Journal Watch : Annals of Surgery, May 2009.

Surgical Specialization and Patient Outcome

As outline above, there is great interest in the degree to which surgical specialization affects outcomes. Prior discussions regarding positive volume-outcome relationships have debated whether “practice makes perfect” or whether better surgeons get more referrals and therefore have higher volumes. This raises two relevant questions. Does specialization itself lead to reduced mortality, or do better surgeons become specialists?

This issue was re-examined in a study and the accompanying editorial published in Annals of Surgery, May 2009. The authors in this study proposed that either “better surgeons become specialists” or that “the specialist seems to be good at ‘everything’ they do.” The authors postulate that those “surgeons who are ‘good’ to begin with, and thus will be good at everything they do, choose or are selected to be become specialists,” and that the specialist seems good at everything they do.

The differences in outcomes between specialist and general surgeons may be explained in several ways, including the effect of high volume, systematic differences in choice of treatment and the contribution of other healthcare professionals. Specialist surgeons are more likely to perform higher volumes of select procedures. Four studies however that have examined the independent contributions of specialization and volume of surgery have demonstrated that when volume discrepancies between specialist and general surgeons were controlled for, the benefit from specialization was still apparent. These findings suggest that the benefit of specialization cannot be explained simply by ‘practice makes perfect’. High surgeon volume and specialization are independently associated with improved patient outcome.

In a simplistic sense, the specialist appears good at “everything” they do: something important about being a specialist spills over into all their cases. Two possible contributing explanations, which are not exclusive, might be most significant: “Selection bias” versus “Acquired ability.” Under the selection bias theory, surgeons who are “good” to begin with, or have the innate ability to be good, and thus who will be good at everything they do, choose or are selected to become specialists.
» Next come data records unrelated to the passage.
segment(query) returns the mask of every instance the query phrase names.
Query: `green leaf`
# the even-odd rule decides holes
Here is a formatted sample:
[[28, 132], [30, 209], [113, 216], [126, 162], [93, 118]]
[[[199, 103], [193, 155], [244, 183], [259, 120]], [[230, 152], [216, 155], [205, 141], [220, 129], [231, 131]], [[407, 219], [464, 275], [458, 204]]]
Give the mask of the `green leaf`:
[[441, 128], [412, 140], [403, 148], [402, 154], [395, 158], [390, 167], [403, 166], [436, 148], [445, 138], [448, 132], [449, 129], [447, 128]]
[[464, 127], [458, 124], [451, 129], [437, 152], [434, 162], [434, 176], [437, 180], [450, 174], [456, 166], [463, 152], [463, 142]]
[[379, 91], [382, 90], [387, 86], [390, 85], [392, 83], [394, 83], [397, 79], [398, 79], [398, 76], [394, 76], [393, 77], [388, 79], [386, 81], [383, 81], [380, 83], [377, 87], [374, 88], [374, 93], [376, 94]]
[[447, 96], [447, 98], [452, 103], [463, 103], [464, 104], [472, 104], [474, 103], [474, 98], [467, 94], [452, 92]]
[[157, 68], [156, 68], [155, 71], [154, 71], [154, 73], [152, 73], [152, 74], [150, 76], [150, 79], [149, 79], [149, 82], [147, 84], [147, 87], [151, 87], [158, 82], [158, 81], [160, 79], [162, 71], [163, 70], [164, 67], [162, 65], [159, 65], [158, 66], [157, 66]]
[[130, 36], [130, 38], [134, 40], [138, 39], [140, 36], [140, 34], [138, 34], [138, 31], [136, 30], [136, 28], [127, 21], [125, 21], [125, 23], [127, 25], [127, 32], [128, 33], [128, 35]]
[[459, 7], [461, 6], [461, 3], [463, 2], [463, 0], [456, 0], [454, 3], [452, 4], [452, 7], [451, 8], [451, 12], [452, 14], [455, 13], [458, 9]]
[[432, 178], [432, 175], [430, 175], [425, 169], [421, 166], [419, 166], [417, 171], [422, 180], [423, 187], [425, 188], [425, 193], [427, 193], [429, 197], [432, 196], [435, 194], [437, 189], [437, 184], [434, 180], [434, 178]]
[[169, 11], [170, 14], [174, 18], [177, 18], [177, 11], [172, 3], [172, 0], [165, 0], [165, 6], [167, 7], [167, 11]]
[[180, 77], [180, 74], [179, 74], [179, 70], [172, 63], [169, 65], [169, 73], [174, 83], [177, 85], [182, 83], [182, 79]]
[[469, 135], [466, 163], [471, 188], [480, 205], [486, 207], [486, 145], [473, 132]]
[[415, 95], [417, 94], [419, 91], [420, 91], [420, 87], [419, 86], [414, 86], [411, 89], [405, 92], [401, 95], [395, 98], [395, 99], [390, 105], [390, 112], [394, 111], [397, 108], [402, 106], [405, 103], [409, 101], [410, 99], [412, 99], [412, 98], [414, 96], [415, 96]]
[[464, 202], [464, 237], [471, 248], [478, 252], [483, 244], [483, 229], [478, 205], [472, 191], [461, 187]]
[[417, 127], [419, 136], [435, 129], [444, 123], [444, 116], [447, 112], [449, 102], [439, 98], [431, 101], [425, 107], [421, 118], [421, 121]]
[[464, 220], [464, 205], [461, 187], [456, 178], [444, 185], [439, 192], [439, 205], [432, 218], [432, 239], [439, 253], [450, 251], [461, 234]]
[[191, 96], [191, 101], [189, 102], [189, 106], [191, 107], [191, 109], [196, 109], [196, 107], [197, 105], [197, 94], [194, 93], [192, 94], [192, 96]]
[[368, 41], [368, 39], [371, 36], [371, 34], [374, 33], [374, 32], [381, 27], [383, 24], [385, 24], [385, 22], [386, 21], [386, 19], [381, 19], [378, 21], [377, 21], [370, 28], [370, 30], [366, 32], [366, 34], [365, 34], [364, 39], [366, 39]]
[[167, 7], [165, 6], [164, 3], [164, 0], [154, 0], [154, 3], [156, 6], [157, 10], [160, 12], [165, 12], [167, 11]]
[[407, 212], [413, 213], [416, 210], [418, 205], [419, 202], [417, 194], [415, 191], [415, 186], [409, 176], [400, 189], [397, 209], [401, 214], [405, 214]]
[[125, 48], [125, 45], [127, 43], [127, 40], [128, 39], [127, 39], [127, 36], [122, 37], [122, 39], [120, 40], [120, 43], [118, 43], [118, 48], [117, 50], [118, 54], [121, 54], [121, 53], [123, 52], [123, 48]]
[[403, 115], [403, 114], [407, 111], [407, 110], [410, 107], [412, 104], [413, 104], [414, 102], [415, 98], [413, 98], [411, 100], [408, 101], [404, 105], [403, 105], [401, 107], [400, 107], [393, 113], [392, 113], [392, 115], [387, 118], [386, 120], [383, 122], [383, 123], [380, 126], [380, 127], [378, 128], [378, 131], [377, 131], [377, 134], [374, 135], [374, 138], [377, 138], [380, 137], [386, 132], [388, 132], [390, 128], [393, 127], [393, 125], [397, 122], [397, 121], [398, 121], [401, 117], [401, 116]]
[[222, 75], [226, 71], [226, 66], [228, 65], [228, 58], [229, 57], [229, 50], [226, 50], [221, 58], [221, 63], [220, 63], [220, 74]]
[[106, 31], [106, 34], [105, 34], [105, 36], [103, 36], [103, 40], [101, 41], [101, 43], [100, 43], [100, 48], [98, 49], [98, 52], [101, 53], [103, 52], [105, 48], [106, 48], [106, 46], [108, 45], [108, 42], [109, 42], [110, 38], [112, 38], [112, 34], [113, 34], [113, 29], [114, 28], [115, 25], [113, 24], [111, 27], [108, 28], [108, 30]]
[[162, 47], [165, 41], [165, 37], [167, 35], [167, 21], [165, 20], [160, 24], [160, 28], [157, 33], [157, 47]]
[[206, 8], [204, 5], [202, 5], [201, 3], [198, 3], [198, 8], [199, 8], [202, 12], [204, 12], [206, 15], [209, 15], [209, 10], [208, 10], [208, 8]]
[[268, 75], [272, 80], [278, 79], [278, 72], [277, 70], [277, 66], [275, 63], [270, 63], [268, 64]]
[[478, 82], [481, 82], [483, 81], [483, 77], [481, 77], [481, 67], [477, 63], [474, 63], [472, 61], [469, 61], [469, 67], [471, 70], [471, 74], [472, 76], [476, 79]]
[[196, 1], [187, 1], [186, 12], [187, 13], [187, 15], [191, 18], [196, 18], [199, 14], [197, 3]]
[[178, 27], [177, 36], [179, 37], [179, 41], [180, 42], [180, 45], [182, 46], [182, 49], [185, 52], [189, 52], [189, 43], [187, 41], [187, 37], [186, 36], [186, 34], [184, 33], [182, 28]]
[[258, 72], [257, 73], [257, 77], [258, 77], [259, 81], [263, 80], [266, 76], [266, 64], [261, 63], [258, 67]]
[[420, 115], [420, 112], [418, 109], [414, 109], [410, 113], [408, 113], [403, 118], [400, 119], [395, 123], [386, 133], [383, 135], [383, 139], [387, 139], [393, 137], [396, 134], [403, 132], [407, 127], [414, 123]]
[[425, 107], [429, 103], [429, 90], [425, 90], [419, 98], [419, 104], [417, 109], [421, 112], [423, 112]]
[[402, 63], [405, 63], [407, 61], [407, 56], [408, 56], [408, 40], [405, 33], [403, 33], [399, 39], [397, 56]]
Under the acquired ability theory, something about the process of specializing in certain procedures (the fund of knowledge or the learning processes that lead to a special fund of knowledge, the attention to detail in diagnosis/surgery/management, certain patient management processes or the attention to processes in general, the process of skills acquisition or the development of generalizable technical skills, etc) leads to generally better patient outcomes spilling across all cases.

The unintended consequences of the drive to specialization must however be carefully considered from a public health standpoint. This is why countries are faced with a serious projected shortage of general surgeons, surgeons able and willing to take emergency calls and surgeons able and willing to work in rural areas. What will be the ultimate impact from the move to specializations on public health?

Take home message for patients: The proposed underlying explanations are probably not of great relevance to the individual breast cancer patient; the fact is that overwhelming evidence supports the finding that outcomes are better for breast cancer patients treated by high volume specialist breast surgeons compared to those treated by lower volume general surgeons.